La replica è un particolare
controllo metallografico che consiste nell’imprimere, su una superficie opportunamente preparata, un film plastico di modo da ottenere una micrografia “negativo” della superficie esaminata.
Il film di plastica, o di acetato di cellulosa, viene conservato e utilizzato per la successiva osservazione al microscopio, al fine di
determinare la struttura del campione in esame.
Perché e quando si utilizza il metodo della replica metallografica?
Il controllo della microstruttura mediante replica metallografica è particolarmente adatto nei casi in cui si voglia eseguire il controllo direttamente sul pezzo, senza danneggiarlo. Esempi applicativi sono:
- componenti in esercizio in particolari condizioni di pressione e alta temperatura, al fine di valutare l’evoluzione microstrutturale e monitorare il fenomeno di creep;
- componenti saldati, per una valutazione della zona fusa (ZF) e della zona termicamente alterata (ZTA);
- materiali semilavorati, per verificarne lo stato superficiale prima delle lavorazioni successive;
- componenti prima di essere messi in esercizio, per avere una valutazione e registrazione della microstruttura di base, che verrà poi confrontata con i rilievi nelle ispezioni successive, al fine di controllare l’evoluzione e la vita residua del componente stesso.

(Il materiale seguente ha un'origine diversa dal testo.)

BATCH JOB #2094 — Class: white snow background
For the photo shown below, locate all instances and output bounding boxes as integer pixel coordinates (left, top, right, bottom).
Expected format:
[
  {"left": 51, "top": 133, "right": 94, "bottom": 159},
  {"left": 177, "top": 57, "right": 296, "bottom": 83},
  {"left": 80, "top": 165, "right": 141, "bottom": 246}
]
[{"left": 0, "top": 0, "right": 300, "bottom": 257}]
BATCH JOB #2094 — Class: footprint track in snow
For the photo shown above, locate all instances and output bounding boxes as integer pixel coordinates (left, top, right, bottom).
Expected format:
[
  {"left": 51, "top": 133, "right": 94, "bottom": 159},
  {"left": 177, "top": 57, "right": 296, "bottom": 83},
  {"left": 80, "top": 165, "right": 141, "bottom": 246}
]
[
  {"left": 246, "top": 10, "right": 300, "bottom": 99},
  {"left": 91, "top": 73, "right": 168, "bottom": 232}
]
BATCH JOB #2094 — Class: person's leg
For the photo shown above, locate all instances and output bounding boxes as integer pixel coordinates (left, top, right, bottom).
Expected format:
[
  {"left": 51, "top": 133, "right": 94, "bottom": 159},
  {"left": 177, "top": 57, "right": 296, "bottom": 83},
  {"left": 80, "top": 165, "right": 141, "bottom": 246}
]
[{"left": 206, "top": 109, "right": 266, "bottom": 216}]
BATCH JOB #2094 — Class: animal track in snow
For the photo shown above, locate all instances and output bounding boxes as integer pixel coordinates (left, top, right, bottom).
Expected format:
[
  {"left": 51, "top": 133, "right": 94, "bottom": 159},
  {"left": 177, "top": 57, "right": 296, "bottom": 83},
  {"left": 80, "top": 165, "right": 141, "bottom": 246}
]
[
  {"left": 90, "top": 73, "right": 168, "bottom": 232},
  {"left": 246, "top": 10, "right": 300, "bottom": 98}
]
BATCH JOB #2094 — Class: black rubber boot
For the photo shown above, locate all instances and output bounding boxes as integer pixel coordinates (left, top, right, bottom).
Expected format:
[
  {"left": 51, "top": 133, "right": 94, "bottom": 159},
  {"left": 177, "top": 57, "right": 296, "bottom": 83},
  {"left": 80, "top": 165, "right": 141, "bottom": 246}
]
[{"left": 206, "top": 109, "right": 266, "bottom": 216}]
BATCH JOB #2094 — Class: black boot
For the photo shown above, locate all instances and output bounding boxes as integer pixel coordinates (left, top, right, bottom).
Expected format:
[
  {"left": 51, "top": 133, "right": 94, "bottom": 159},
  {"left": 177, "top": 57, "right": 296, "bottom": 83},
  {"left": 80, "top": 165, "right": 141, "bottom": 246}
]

Il principale svantaggio della metallografia mediante replica è la diminuzione in risoluzione della microstruttura rispetto al metodo tradizionale e la potenziale maggior presenza di artefatti che potrebbero interferire con l’analisi metallografica.
È particolarmente importante che le fasi di preparazione della superficie ispezionata, conservazione, osservazione al microscopio e valutazione della struttura siano eseguite da operatori esperti.
Quali sono i passaggi essenziali nel metodo della replica metallografica?
La prima fase è la preparazione della superficie del pezzo da osservare che può essere fatta per via manuale o per via elettrolitica.
Nel caso di lucidatura manuale, l’area oggetto di indagine deve essere dapprima pulita, eventualmente molata (ad esempio in caso di ossidi, vernici o altri strati superficiali depositati), e infine lucidata e levigata rispettivamente con carte abrasive e panni che consentano una finitura via via più elevata.
La lucidatura elettrolitica, invece, è effettuata con l’ausilio di una apposita lucidatrice che sfrutta l’azione combinata di una specifica soluzione (elettrolita) e di un apporto di corrente per lucidare una porzione di superficie da esaminare.
In entrambi i casi, sulla superficie così preparata si esegue l’attacco chimico metallografico, scelto in base al tipo di materiale e allo scopo dell’indagine.
Successivamente, un film plastico/acetato di cellulosa viene applicato e fatto aderire mediante opportuno solvente sull’area preparata. Il film, una volta asciugato completamente, viene rimosso con attenzione e adagiato su un vetrino per l’osservazione al microscopio e la conservazione della replica stessa.
La fase finale prevede l’osservazione al microscopio e la valutazione della microstruttura del materiale da parte di tecnici metallografi esperti.